Minimal AI-ready TDD structure:


## Scope
What this document covers (bullet list).

## Non-Goals
What this document explicitly does not cover (bullet list).

## Context
- Relevant existing files, functions, and types (with paths)
- System state before this change
- Dependencies and their versions

## Constraints
Numbered list of hard requirements. Each must be verifiable.

## Data Models and Interface Contracts
Exact types, schemas, and API signatures.

## Implementation Steps
Ordered list of what to build. Each step names the file and function.

## Edge Cases and Error Handling
Explicit outcomes for each non-happy-path scenario.

## Acceptance Criteria
Given/When/Then format. Each criterion is independently verifiable.

Learning tip: Treat your TDD template as a checklist, not a format. Every section you skip is a decision you are delegating to the agent.

Key Takeaways

  • PRDs define what and why; RFCs define how and the tradeoffs; TDDs define the exact implementation blueprint. Use the right document type at each stage of AI-assisted development, and feed each type into the next rather than jumping directly from PRD to code.
  • AI agents execute against what is written, not what is implied. Explicit scope, concrete context, stated constraints, and precise acceptance criteria are not overhead — they are the primary mechanism for getting correct output.
  • Non-goals are instructions to stop.

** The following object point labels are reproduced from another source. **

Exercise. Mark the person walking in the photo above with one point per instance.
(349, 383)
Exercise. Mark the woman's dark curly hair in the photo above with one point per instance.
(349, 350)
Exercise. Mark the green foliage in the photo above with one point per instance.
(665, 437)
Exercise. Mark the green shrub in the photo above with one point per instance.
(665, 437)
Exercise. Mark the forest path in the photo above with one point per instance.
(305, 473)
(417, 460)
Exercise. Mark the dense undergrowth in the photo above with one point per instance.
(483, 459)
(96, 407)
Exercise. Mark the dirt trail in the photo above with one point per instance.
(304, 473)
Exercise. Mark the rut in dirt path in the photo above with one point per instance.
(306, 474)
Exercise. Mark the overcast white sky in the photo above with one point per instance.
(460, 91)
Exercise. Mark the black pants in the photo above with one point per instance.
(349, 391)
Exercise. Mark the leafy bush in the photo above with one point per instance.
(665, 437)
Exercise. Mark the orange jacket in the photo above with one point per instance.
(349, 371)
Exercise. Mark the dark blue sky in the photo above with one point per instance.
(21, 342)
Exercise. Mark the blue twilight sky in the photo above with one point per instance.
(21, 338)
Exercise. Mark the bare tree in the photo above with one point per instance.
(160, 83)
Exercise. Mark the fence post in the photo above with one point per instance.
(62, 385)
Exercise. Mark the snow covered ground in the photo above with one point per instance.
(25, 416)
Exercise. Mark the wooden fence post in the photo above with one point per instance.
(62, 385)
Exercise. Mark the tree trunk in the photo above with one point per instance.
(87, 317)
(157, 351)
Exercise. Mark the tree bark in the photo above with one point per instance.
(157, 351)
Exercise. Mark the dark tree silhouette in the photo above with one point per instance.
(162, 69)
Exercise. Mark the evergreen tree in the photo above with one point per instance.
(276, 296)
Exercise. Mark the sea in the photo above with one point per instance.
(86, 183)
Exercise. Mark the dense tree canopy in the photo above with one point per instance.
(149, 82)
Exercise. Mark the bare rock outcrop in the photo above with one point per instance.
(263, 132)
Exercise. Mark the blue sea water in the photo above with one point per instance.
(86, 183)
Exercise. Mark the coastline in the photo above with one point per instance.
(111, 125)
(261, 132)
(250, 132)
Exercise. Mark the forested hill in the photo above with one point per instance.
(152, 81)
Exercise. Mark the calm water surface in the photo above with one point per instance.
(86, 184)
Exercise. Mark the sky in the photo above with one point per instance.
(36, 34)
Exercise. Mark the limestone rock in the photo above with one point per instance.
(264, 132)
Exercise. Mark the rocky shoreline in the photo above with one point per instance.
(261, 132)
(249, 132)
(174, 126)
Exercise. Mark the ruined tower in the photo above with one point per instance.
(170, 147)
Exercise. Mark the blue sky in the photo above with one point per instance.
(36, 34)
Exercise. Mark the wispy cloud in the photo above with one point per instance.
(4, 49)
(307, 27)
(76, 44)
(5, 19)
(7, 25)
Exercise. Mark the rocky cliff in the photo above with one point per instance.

Without them, agents extend features into adjacent functionality, producing code that is technically impressive but functionally out of scope.
  • Common spec anti-patterns — passive voice, implicit assumptions, underspecified edge cases, and contradictory requirements — produce plausible-but-wrong code. A single read-through asking "what would an agent decide here?" catches most of them.
  • The instruction to stop and surface ambiguities rather than assume is one of the highest-leverage additions to any AI code-generation prompt. It converts silent failures into explicit information you can act on.